Shouting in the wind

338781967_63d3e1e414flickrsidereal.jpg“Our speech can be powerful, or we can be shouting in the wind. Never in the history of humankind have we had so many means of communication–e-mail, cell phones, faxes, television, radio, newspapers–but we still remain distant islands. There is so little real communication between the members of one family, between the individuals in society, and between nations. This is because we don’t know how to listen to each other.” Thich Nhat Hanh, Art of Power

At recent workshops, I’ve heard a few teachers comment that face to face is still important, and that using technology somehow limits communication. These comments have troubled me for a couple of weeks.

Of course, face to face communication is still vitally important, but what is face to face about? It’s about communication. It’s about human compassion and support; it’s about caring and understanding.

But I don’t think communication is mutually exclusive. I’ve found that technology can be a great support to communication, when we think of expanding students’ encounters with others unlike themselves. It can allow students to reach outside the walls of their school and develop an understanding of another human being. My post yesterday about the fires in California is an illustration of that.

As Clarence Fisher said in this week’s WOW2 chat, “tools aren’t that important–it’s what you can do with them.” His vision of using technology with his elementary students is to build relationship and to promote the connection between students.

When a teacher or student is learning about a classroom in another country, checking time zones to set up a time to communicate via Skype, asking another student about what school is like in their country, finding out what season it is somewhere else–all these experiences improve the hope that we can communicate globally. These experiences which help our students have a more global understanding, can make them more compassionate and thoughtful people, the kind of students we want to send out into the world. Because when students are more connected to the world, they can speak more thoughtfully to others.

As Hanh also points out, what is central is listening to each other–listening to each other with compassion and not making pat judgments or spouting hasty stereotypes. Books have the same capacity to deepen students’ thinking and understanding.
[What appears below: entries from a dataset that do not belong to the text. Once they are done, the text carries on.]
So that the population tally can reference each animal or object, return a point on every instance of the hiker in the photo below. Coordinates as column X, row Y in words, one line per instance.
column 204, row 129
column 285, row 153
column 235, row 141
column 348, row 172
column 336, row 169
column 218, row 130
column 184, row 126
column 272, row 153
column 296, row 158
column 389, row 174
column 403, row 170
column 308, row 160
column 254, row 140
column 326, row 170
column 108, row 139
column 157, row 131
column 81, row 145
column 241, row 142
But it’s not just that we put our students in contact with books or with technology tools, it’s that we help them learn to listen deeply, to understand, and to respond thoughtfully.

The amount of information available to all of us is overwhelming and greater than ever before. It’s overwhelming yet invigorating and empowering at the same time. And it is a powerful way to build relationships across time and space.

But as a part of that we must help our students to learn when to slow down, to listen, to absorb, to take in (just as we have to learn that) to ponder, and to craft what they say, so that we are not all just shouting into the wind.

Image credit: http://www.flickr.com/photos/sidereal/338781967/

One thought on “Shouting in the wind

  1. The kind of black and white thinking embodied in the attitude you describe drives me nuts – like somehow those who advocate using technology in the classroom want to eliminate face to face. I guess this stems in part from some of the marketing tech firms have done over the years and partly from insecurity in a world where information is flowing more freely due to information.

    One could just as easily make the same complaints about books – “they are socially isolating, rigidly linear, monochromatic, and destroy the ancient storytelling traditions of our tribe….”

    I heard last night about a Dr. who quit practicing because his patients were showing up with too much information!